IV

Two kindred qualities of man, hope and credulity, remain to be considered among the sources of treasure legend in Texas. These qualities are not coördinate with the historical forces; rather, they have been acted upon by the historical forces. Yet they have a certain localized source like the legends themselves. For as the tradition of modern treasure goes back to El Dorado, so the Mexicans who lure Americans into the quest of treasure are direct descendants of the Indians who lured the early Spanish. These Indians often pointed the eager Spanish on beyond in order to get rid of them; so the modern Mexican frequently inspires credulity in American treasure hunters in order to gain a small reward.

There seems to be a more or less regular traffic in charts—platas—to buried treasure. One Mexican paid for medicine at a [[11]]drug store with his chart and story; another got pasturage for his burros at the same price; a third parted with his directive legend, which he believed in, to a white man for befriending him in sickness.
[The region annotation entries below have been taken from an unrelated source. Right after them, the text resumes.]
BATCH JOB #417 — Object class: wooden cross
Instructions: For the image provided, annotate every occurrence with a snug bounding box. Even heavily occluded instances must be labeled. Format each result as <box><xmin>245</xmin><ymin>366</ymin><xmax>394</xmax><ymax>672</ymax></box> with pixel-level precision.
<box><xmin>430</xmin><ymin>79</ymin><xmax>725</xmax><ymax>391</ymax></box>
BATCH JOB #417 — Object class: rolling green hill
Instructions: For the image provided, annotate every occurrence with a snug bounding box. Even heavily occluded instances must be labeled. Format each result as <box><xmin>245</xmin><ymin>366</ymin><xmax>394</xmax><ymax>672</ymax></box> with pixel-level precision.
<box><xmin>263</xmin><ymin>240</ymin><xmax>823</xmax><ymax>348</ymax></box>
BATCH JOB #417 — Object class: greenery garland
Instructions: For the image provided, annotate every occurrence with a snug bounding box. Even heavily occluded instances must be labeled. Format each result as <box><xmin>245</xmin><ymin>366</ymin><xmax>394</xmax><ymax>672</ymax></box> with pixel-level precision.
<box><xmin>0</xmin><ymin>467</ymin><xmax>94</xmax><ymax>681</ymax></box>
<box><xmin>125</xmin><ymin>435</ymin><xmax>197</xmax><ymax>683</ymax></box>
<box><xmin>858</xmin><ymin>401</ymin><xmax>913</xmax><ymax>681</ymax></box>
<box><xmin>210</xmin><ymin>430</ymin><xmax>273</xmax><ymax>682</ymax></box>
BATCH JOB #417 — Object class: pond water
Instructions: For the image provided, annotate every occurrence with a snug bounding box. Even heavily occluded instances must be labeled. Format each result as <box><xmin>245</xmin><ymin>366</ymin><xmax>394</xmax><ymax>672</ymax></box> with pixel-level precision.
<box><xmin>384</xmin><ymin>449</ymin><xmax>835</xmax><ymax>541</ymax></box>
Some of the platas purporting to be a century old are written with pencil on the cheapest of modern paper. The late John Warren Hunter asserted that at one time the chart business was a regular industry in San Antonio.[32] Only recently a man was indicted in Fort Worth for fraudulently obtaining money on pretense of organizing an expedition to seek $5,000,000 in gold nuggets in a cave in Mexico.[33] How the nuggets got in the cave involved a long story around an Indian, General Custer, Jesse James, and Pancho Villa. It was a good story![34]

However, it would be grossly wronging the chief purveyors of treasure charts and legends to ascribe their action even primarily to avarice. It is as easy to promise gold as it is to promise rain, and in a country in which neither is plentiful the Mexican shows his desire to please by predicting both. Many a treasure legend has originated in motives as innocent as those of Uncle Remus.